A post-reboot failure left Panda in a headless state: the machine was up, the user/$UID launchd domain existed, but the Aqua gui/$UID domain did not. Critical services that had only been managed as GUI LaunchAgents never came back:

com.joel.colima
com.joel.k8s-reboot-heal
com.joel.agent-secrets
com.joel.system-bus-worker
com.joel.gateway
com.joel.typesense-portforward
com.joelclaw.agent-mail

The recovery required manual nohup starts just to get the system back on its feet. That is not earned infrastructure.

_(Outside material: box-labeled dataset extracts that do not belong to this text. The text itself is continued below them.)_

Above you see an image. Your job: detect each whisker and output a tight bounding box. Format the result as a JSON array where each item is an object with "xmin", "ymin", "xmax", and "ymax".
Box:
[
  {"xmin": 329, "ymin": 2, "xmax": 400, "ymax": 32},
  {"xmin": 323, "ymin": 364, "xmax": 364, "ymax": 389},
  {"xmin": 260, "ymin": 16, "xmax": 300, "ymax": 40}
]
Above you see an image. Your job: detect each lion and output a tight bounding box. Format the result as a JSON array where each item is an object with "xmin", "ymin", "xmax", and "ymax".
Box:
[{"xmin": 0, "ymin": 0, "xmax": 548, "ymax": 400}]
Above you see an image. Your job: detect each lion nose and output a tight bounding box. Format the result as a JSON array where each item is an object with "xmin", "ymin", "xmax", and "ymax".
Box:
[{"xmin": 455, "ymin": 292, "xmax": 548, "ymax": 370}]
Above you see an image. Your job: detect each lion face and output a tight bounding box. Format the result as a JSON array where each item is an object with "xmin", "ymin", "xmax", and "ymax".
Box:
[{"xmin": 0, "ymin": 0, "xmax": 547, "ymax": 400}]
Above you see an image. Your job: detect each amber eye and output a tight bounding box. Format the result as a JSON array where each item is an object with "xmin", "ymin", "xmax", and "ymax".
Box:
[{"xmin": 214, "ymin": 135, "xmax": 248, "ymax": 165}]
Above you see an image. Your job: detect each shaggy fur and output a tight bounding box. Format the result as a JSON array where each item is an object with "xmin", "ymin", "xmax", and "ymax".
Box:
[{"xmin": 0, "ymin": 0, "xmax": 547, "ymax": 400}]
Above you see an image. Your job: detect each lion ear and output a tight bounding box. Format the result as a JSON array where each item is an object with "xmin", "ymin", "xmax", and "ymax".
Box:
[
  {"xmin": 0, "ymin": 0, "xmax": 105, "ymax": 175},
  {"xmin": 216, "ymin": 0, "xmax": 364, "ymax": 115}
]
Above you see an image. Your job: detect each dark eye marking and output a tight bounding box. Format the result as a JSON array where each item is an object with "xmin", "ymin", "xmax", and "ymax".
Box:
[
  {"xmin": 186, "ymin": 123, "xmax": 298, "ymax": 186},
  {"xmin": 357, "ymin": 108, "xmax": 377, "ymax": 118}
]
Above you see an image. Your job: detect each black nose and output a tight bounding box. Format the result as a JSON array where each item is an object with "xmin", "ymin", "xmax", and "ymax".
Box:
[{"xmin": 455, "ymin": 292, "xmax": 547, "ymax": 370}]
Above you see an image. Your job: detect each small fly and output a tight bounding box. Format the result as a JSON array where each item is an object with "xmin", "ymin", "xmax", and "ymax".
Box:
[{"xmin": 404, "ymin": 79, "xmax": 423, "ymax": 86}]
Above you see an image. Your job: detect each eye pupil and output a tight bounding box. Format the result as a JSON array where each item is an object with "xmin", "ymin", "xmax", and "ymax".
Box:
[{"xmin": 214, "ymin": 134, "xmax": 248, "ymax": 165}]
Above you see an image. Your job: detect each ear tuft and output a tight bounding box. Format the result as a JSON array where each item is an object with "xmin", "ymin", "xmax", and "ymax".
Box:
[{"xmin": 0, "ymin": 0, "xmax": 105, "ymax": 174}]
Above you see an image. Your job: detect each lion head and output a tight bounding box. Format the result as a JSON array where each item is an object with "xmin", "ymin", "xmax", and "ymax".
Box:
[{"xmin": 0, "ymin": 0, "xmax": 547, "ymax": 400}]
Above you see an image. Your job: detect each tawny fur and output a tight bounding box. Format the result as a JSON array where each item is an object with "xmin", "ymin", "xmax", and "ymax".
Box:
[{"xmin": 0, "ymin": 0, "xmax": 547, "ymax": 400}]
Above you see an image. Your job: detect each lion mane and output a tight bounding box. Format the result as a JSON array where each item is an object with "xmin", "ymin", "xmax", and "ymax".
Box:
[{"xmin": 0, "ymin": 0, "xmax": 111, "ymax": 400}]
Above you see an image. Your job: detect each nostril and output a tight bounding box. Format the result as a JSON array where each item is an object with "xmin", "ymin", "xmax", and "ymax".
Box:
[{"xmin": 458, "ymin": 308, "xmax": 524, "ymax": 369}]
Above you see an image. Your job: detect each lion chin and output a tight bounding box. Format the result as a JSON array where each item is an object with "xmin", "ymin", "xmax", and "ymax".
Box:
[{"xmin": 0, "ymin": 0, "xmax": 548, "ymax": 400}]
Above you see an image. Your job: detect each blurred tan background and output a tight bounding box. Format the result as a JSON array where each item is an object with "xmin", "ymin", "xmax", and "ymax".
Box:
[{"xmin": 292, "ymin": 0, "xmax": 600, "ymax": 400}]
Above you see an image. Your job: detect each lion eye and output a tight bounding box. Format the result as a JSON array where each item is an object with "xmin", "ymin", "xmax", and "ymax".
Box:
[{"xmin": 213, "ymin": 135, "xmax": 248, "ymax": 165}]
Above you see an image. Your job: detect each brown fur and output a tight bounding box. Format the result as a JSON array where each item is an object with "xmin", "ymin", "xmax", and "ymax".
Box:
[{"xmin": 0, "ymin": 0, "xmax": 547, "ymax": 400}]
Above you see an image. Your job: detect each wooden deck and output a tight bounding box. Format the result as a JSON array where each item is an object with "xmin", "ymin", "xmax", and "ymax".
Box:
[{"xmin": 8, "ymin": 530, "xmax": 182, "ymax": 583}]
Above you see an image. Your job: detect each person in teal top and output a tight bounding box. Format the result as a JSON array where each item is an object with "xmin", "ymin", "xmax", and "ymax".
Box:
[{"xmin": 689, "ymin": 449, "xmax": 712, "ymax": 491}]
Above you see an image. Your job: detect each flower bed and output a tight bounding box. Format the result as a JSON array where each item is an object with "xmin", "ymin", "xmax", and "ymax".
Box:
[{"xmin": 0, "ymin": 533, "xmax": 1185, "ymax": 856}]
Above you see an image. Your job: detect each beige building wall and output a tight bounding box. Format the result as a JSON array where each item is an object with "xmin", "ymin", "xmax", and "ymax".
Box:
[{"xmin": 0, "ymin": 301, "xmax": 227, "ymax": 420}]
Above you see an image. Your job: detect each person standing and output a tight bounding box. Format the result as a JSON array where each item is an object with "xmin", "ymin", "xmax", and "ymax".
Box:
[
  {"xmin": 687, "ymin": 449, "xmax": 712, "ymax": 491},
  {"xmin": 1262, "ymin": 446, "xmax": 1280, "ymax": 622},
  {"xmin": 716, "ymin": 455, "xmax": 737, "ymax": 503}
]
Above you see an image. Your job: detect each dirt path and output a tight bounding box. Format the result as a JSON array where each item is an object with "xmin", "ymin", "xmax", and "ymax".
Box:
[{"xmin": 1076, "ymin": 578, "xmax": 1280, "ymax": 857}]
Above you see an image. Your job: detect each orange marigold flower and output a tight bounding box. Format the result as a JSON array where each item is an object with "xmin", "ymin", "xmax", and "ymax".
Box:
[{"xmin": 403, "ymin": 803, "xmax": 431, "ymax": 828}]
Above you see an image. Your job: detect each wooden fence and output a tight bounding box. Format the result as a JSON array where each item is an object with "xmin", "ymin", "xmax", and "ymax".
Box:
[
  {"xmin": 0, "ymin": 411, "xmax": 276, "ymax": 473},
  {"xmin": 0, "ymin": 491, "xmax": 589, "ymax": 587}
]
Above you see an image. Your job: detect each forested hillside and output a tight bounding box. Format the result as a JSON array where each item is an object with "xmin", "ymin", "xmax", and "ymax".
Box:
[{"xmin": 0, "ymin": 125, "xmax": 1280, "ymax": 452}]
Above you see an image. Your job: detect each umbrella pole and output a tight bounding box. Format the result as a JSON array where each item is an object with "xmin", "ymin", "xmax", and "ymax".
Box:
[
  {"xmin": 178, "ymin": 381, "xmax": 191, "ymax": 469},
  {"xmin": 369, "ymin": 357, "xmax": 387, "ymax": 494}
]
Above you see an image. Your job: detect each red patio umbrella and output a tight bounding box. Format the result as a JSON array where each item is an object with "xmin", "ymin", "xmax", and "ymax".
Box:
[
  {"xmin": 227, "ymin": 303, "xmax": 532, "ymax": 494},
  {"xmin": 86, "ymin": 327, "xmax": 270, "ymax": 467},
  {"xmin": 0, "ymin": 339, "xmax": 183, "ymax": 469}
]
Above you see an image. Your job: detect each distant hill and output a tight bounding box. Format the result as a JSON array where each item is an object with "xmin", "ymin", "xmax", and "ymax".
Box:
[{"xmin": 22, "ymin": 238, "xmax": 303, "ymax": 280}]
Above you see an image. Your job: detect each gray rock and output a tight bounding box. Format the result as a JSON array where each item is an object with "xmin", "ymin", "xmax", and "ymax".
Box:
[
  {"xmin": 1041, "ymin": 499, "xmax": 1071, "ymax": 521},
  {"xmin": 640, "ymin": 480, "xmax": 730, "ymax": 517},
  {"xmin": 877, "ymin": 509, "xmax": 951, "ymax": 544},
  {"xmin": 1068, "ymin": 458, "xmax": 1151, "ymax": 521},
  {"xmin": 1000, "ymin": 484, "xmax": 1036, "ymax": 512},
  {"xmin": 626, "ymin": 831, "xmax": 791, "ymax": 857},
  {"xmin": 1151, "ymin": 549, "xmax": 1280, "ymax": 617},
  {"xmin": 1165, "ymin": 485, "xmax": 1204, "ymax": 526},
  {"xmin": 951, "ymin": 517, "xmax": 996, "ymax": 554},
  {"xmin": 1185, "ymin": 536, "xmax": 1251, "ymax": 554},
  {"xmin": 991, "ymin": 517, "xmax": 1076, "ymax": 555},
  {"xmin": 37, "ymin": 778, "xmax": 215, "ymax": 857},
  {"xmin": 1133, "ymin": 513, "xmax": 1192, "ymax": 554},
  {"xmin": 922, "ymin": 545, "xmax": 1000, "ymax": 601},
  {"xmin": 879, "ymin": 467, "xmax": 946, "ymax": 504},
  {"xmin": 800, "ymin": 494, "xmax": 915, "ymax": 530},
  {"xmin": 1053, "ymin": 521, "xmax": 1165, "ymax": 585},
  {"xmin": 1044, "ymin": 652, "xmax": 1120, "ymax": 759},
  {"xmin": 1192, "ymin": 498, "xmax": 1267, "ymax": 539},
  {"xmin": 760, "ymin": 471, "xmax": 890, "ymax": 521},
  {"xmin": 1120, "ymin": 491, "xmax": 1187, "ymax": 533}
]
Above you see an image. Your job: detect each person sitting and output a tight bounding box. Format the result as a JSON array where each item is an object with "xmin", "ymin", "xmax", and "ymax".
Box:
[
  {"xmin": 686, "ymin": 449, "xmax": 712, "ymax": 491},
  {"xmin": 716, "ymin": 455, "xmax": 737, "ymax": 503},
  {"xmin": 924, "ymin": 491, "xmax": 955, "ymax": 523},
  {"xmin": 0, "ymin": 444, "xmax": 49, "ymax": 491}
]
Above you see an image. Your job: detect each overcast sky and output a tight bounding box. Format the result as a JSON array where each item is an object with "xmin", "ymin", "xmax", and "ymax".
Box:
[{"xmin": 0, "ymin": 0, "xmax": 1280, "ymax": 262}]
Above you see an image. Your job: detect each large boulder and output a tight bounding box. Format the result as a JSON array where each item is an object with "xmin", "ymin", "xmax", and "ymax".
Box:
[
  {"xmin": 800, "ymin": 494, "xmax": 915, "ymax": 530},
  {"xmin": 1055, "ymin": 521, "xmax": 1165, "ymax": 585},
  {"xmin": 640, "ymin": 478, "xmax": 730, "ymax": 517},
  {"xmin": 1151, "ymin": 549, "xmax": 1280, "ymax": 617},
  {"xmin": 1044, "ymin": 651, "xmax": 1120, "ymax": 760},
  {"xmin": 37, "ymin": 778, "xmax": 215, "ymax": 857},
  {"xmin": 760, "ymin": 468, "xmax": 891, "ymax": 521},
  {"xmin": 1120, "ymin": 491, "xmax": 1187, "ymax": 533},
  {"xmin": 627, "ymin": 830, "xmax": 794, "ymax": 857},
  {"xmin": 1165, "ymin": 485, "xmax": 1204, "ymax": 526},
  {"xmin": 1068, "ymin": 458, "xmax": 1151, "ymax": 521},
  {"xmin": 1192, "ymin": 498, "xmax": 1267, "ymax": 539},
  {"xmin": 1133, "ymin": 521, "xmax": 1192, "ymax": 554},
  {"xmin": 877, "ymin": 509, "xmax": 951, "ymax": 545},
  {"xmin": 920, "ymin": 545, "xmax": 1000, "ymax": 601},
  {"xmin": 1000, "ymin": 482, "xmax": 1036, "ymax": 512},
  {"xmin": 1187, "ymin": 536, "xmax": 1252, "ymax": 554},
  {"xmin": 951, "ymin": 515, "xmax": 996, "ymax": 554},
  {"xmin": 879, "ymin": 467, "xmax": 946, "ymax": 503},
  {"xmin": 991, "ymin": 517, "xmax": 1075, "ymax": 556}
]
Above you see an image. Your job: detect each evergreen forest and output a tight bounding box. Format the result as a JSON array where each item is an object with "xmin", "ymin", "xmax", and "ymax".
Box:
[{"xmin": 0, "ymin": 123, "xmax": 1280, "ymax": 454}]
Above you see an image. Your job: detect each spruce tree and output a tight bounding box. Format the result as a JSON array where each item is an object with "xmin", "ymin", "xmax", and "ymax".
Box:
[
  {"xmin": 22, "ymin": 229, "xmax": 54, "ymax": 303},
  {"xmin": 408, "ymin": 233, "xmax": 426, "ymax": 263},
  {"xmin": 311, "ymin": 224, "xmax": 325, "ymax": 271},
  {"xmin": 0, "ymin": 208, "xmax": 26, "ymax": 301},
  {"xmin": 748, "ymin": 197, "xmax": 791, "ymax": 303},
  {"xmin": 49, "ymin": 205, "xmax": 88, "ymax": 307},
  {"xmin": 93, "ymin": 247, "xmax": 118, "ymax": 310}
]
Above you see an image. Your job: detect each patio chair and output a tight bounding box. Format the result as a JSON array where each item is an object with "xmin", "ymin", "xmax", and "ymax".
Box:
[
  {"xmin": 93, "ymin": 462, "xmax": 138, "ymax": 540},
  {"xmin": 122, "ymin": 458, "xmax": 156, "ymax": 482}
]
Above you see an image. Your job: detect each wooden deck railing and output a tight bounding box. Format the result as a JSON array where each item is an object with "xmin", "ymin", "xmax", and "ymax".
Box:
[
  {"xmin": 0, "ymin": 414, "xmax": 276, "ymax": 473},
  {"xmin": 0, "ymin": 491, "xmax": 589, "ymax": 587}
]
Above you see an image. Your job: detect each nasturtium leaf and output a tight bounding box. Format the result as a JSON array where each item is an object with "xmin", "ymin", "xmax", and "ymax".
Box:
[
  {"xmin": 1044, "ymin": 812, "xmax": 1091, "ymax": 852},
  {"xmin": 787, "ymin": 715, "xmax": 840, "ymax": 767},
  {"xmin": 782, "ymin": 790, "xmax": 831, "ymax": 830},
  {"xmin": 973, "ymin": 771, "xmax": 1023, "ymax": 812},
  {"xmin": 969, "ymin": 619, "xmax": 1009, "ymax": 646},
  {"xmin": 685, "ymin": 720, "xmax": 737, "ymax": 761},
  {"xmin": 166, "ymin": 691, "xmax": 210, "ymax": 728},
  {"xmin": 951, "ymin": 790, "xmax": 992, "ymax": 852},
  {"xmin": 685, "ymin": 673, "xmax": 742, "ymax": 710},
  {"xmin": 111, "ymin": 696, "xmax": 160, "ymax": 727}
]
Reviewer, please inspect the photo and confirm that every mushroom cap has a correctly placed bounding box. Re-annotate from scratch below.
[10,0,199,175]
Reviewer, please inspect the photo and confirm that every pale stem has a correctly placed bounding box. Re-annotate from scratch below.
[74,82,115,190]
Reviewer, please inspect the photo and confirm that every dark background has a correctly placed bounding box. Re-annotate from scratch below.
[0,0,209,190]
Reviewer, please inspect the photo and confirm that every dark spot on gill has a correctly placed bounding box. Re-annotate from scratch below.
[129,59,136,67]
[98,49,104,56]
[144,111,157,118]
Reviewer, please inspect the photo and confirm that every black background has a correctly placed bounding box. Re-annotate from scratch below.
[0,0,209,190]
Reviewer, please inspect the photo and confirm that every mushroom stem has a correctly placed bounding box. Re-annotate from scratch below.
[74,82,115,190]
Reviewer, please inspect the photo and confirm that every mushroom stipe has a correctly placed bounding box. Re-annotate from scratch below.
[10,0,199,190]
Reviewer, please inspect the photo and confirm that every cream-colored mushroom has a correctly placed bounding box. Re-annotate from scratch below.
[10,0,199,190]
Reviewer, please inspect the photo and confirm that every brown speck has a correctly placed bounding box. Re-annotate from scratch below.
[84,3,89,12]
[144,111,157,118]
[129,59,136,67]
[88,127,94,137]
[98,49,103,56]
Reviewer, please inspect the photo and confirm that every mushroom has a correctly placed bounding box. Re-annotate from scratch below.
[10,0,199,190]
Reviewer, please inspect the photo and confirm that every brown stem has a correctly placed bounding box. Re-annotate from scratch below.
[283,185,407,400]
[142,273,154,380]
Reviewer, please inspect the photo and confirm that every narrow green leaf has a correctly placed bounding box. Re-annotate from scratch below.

The reboot also exposed two configuration drifts:

the repo-tracked Colima launchd asset still declared 4 CPU / 8 GiB / 60 GiB instead of the stable 8 / 16 / 100 profile.
several important launchd assets (gateway, typesense-portforward, agent-mail) still lived as hand-edited files under ~/Library/LaunchAgents instead of repo-tracked sources in infra/launchd/.

Decision

Adopt a headless boot bridge:

Canonical launchd assets live in the repo under infra/launchd/, including newly tracked plists for:
- com.joel.gateway
- com.joel.typesense-portforward
- com.joelclaw.agent-mail
Add a system LaunchDaemon asset: infra/launchd/com.joel.headless-bootstrap.plist.
That LaunchDaemon runs infra/headless-bootstrap.sh as root on boot and every 60 seconds.
The script detects whether gui/$UID exists:
- if GUI is absent: bootstrap the critical repo-managed launch agents into user/$UID
- if GUI is present again: boot out the temporary user/$UID copies so normal GUI ownership can resume without duplicate processes
Add infra/install-headless-bootstrap.sh as the canonical installer:
- symlink critical user launch agents from ~/Library/LaunchAgents/ back to repo sources
- install the system LaunchDaemon to /Library/LaunchDaemons/
- bootstrap and kickstart the system bridge
Correct the repo-tracked Colima launchd asset to the stable runtime profile: 8 CPU / 16 GiB / 100 GiB.

Why this

Survives headless reboots — boot no longer depends on Aqua login just to restore the core control plane.
No shadow plist drift — launchd assets become git-tracked truth, not hand-edited local snowflakes.
Minimal change to service code — keep existing launchd-managed services; add a domain bridge instead of rewriting every runtime.
Clean handoff when GUI returns — the bridge is temporary ownership, not a permanent duplicate runtime.

Consequences

Positive

Core services recover automatically after reboot even when no GUI session exists.
Colima boot no longer regresses to the stale undersized profile from the repo asset.
Gateway, agent-mail, and Typesense port-forward become canonical repo-managed launchd assets.

Negative

The bridge installer requires root once (sudo infra/install-headless-bootstrap.sh).
Critical services now have a cross-domain handoff path that must stay documented and tested.
CLI/ops commands that assume gui/$UID still need gradual cleanup to become fully domain-aware.

Implementation notes

Repo assets landed in the reboot-hardening session:

infra/launchd/com.joel.gateway.plist
infra/launchd/com.joel.typesense-portforward.plist
infra/launchd/com.joelclaw.agent-mail.plist
infra/launchd/com.joel.headless-bootstrap.plist
infra/headless-bootstrap.sh
infra/install-headless-bootstrap.sh
infra/launchd/com.joel.colima.plist updated to 8 / 16 / 100

Follow-up

Make CLI launchd management domain-aware (gui/$UID vs user/$UID) for gateway, worker, Talon, and secrets surfaces.
Add a deterministic smoke test for the headless bridge install path.
Extend the daily steering repair work to agent-mail search reliability, which was independently degraded during the same recovery window.